When people ask me what I do, I reply, "I am a writer." That is what I do now.
I worked as a healthcare systems analyst for 30 years. In April 2016, I moved to Louisville to take a management job with a major health insurance company. I lasted five months. Subsequently, I failed at four more jobs in quick succession. Quite suddenly, I was unable to work in my field. Summer of 2017, I had a bipolar breakdown, complete with a psych hospital stay. Neuro-psych testing revealed serious declines in my cognitive function and memory. One psychiatrist posited it might be early onset dementia. That has not turned out to be the case, thankfully.
In May 2019, I moved back to Washington State to care for my now 85-year-old mother. She was hospitalized in very serious condition with necrotizing fasciitis and was not expected to pull through. She did. A few months later, she had major heart surgery. She recovered from that as well.

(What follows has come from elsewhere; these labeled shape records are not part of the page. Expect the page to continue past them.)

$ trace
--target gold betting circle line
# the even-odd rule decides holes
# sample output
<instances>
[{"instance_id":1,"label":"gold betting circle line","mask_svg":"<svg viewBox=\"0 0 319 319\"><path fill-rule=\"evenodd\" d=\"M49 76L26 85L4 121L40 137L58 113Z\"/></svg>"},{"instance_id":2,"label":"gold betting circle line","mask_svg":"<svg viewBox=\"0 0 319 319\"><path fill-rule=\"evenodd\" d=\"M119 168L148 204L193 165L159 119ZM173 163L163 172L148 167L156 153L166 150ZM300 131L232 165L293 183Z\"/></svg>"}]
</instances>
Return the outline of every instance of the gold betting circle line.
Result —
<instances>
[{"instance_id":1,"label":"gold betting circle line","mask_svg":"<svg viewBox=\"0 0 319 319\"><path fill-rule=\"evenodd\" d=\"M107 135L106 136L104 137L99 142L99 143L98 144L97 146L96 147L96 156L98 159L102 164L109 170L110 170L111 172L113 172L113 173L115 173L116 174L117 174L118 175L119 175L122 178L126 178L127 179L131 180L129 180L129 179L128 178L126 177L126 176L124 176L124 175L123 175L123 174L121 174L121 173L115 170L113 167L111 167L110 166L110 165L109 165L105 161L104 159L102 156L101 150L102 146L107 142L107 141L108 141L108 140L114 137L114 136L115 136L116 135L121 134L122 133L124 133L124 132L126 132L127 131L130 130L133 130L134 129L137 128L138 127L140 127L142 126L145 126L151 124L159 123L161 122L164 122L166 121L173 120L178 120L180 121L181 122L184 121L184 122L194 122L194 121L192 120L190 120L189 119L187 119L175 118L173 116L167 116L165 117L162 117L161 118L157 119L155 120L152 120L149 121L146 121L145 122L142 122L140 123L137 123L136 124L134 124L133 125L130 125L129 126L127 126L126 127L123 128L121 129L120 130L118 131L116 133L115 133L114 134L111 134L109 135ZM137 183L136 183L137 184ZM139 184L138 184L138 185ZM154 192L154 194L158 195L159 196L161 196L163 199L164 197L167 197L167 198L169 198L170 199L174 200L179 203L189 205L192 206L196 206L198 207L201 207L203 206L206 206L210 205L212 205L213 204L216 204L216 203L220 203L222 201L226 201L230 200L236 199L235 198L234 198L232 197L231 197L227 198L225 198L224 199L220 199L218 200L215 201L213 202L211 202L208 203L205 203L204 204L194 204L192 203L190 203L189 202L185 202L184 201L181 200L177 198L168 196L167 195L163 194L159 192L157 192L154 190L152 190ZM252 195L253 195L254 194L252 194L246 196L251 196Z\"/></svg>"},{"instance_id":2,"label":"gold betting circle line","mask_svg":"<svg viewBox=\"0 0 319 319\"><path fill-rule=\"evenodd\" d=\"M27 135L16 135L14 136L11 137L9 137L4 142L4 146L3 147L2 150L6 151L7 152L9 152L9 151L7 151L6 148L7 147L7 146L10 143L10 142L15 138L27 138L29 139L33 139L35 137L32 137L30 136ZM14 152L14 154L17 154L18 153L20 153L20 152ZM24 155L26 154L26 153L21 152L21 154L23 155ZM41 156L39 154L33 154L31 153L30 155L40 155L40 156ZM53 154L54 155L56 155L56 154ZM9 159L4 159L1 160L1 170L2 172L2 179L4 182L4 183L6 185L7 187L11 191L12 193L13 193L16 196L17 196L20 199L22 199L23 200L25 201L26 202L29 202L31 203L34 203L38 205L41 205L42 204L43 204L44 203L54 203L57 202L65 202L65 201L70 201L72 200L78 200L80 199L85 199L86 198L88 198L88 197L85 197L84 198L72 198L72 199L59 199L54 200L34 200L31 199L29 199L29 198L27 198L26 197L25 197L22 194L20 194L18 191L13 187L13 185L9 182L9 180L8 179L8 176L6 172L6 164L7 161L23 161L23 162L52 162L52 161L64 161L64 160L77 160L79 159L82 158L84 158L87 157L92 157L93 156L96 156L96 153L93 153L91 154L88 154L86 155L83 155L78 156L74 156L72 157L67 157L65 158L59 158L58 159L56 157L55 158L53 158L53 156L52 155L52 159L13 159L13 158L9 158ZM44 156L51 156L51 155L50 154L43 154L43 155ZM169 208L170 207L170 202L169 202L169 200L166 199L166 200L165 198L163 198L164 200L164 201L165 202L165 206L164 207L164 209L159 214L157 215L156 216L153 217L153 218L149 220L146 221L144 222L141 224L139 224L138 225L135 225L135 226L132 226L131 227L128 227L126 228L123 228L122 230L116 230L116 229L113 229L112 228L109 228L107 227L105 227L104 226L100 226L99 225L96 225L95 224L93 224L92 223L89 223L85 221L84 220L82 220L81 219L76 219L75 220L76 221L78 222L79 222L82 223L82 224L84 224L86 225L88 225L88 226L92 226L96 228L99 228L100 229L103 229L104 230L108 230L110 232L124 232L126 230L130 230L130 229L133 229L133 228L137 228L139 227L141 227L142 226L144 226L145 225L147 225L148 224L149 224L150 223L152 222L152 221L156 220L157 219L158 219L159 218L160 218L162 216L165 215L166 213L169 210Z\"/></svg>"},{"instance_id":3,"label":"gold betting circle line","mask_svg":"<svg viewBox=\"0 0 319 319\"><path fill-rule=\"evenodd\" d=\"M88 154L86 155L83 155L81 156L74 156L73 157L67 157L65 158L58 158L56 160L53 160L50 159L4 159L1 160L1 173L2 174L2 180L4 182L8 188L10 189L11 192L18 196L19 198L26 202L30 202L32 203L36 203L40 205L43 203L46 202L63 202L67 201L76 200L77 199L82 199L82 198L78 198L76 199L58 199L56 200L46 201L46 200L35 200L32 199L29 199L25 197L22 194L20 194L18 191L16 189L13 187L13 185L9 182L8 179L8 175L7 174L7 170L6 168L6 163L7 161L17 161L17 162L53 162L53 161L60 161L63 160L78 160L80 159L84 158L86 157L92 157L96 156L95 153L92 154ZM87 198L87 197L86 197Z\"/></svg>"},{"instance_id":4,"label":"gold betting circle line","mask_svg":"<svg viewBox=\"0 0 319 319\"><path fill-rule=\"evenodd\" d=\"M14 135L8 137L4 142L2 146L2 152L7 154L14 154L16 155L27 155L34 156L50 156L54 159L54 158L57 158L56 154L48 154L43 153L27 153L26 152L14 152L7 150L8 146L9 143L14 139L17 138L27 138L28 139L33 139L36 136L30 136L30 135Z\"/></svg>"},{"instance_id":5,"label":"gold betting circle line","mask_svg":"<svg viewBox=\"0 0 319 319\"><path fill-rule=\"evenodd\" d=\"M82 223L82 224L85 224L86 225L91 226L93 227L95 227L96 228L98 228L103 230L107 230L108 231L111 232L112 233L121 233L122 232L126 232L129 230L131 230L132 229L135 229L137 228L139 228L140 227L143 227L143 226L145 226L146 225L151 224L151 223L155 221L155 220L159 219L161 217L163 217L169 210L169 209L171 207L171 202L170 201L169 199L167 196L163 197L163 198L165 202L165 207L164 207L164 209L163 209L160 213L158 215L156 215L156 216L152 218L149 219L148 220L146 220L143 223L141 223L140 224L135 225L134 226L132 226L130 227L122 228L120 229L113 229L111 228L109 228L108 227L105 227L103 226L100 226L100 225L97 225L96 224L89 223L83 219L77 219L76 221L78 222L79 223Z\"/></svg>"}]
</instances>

Now, she is rapidly declining from vascular dementia and a host of other health challenges. It's been rewarding to be with her, and often horrifying. Nonetheless, I choose this life. I've no desire to do anything else during this season, during this last bit of time she's here in the physical.
I have always been a writer, but now I have the great fortune of being able to write hours each day. I write about my life's experiences: recovering from childhood sexual abuse, living with bipolar, living with genital herpes, and my faith deconstruction journey.
I also write extensively about my "sexual reawakening", which was sparked by an affair I embarked upon in late 2016. It ended in early 2018. It was one of the most pivotal experiences of my life, and I packed more growth and gained more wisdom during that time than I had ever before.
That intense, rapid, life-altering growth has continued, unabated, for the last seven years. I would never have anticipated the direction my life has taken and the woman I have become. But I like myself, now. I like myself very much.
So much of my life I didn't think I'd make it. I lived with Suicide for decades. But I Persevered. I wouldn't go back. I wouldn't change one thing. I keep walking it out, just putting one foot in front of the other.